Amazon may be hitting a peak, but going international may boost Prime

Amazon can seemingly do no wrong, with the company constantly disrupting major industries, and consumers increasingly integrating its offerings into every aspect of their daily lives.

Just this week, Amazon sent pharmacy stocks reeling after it announced it was buying online pharmacy PillPack. The market’s reaction underscored how Amazon’s entry into key sectors leaves the competition scrambling to adjust, and increased speculation that the retail giant is poised to upend yet another industry.

“This acquisition could be the launchpad for the long-feared broader entry of Amazon into retail pharmacy space, just months after news reports had brought some relief that Amazon was not ready yet to enter drug distribution,” Evercore ISI told its clients in a research note Thursday.

By all appearances, the Amazon juggernaut can’t be slowed. However, a recent report suggests Amazon’s growth may actually be reaching a plateau — creating a potential opening for competitors trying to bring the behemoth down.

According to data from RBC’s latest online shopping survey, Amazon Prime membership growth is showing signs of slowing down.

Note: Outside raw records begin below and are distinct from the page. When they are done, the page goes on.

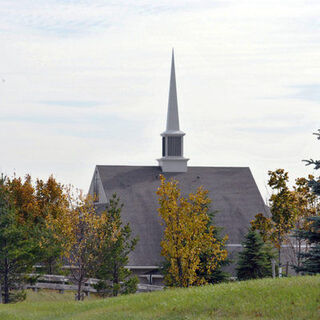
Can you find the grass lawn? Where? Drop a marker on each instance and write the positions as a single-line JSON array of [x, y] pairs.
[[286, 298]]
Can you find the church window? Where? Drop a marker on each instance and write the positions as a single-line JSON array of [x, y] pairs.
[[96, 188], [163, 146], [174, 146]]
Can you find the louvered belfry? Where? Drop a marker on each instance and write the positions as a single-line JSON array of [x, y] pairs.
[[172, 139]]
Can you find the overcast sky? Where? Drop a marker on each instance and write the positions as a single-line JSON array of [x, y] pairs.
[[85, 82]]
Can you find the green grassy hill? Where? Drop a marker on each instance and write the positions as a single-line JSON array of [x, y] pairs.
[[286, 298]]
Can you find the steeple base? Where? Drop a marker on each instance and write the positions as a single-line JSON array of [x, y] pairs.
[[173, 164]]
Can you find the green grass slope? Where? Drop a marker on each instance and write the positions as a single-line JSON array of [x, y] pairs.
[[286, 298]]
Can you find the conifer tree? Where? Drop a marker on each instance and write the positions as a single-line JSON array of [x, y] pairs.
[[255, 258], [311, 259]]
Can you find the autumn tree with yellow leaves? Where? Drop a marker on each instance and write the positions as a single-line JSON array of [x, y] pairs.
[[82, 233], [187, 235], [289, 210]]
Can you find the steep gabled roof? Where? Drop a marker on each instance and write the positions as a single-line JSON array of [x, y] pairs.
[[233, 192]]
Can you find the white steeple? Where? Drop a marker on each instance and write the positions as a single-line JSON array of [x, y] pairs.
[[172, 139], [172, 116]]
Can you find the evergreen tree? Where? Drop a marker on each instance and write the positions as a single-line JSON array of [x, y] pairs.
[[255, 258], [311, 259], [114, 255]]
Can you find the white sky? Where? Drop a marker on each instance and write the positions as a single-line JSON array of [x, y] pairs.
[[85, 82]]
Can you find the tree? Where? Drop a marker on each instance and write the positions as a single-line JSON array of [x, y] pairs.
[[52, 202], [82, 233], [307, 206], [17, 248], [255, 258], [283, 207], [217, 275], [187, 236], [311, 259], [114, 256]]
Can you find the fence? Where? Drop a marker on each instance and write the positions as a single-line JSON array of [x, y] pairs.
[[63, 283]]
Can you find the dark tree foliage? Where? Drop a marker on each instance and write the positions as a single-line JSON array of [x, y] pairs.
[[17, 249], [315, 184], [114, 256], [255, 258], [311, 259]]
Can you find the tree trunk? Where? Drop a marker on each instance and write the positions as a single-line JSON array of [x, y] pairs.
[[180, 272], [6, 280], [115, 289], [79, 289]]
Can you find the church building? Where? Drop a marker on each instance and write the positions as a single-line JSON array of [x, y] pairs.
[[233, 191]]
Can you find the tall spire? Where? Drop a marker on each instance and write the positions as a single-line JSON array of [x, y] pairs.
[[172, 139], [172, 116]]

At 55 percent, just over half of the U.S. is subscribed to Prime, Amazon’s recurring subscription service, RBC said — a level consistent with 2017’s figures.

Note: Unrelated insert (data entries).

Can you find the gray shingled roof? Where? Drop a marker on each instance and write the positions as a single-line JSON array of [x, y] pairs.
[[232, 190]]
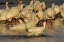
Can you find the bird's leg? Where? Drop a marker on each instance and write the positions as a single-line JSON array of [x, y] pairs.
[[7, 25]]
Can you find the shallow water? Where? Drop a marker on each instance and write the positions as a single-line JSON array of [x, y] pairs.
[[50, 35]]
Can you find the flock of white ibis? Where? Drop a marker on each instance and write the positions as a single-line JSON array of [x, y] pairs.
[[26, 17]]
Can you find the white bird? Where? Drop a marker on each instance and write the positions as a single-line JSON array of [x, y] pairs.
[[50, 12], [14, 11], [36, 31], [62, 13], [19, 27], [56, 8], [3, 14]]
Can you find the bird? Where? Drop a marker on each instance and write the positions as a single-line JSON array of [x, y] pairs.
[[36, 31]]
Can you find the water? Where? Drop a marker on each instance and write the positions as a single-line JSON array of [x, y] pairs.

“This was the first year when Prime penetration didn’t rise. A surprising result, which implies Prime expansion is likely mostly/totally driven by international markets,” said Mark Mahaney, RBC’s lead internet analyst.

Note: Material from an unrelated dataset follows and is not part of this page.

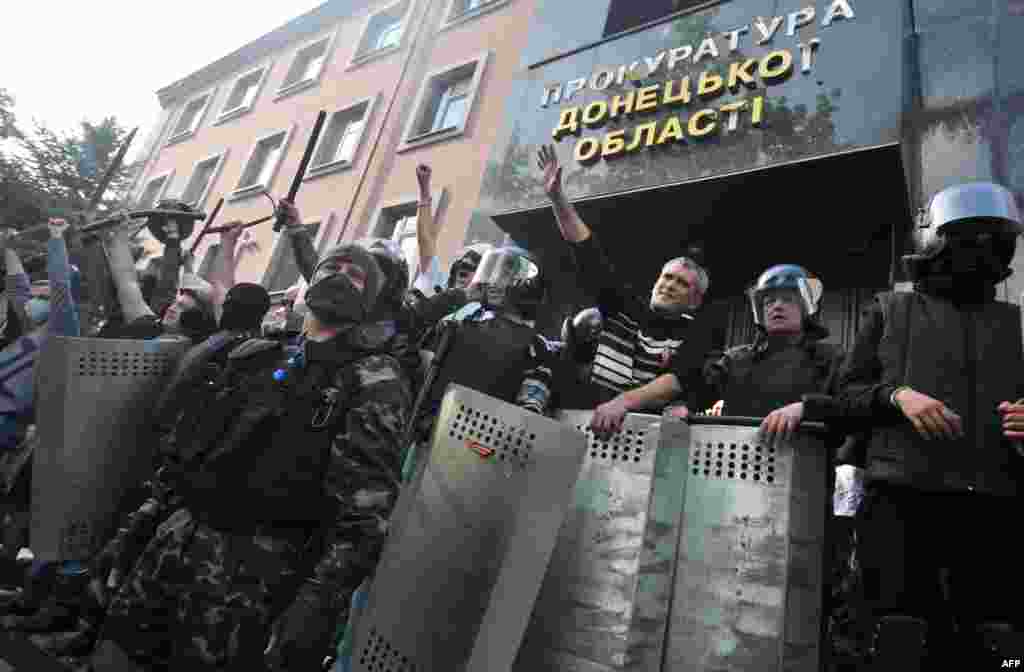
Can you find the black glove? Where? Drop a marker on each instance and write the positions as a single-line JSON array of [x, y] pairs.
[[302, 633]]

To be sure, Amazon remains the retailer to beat, even though it hiked the Prime membership price by 20 percent in May to $119. Immediately after, the stock hit new highs as investors bet on Amazon maintaining its lead with consumers and the competition.

However, RBC’s data underscore how potentially slowing growth in the U.S. could undermine Amazon’s “flywheel” effect — a bet that lower prices and membership perks will draw in more customers — and lead to more Prime-eligible items and sellers. That virtuous cycle makes Prime more valuable, and attracts ever more subscribers.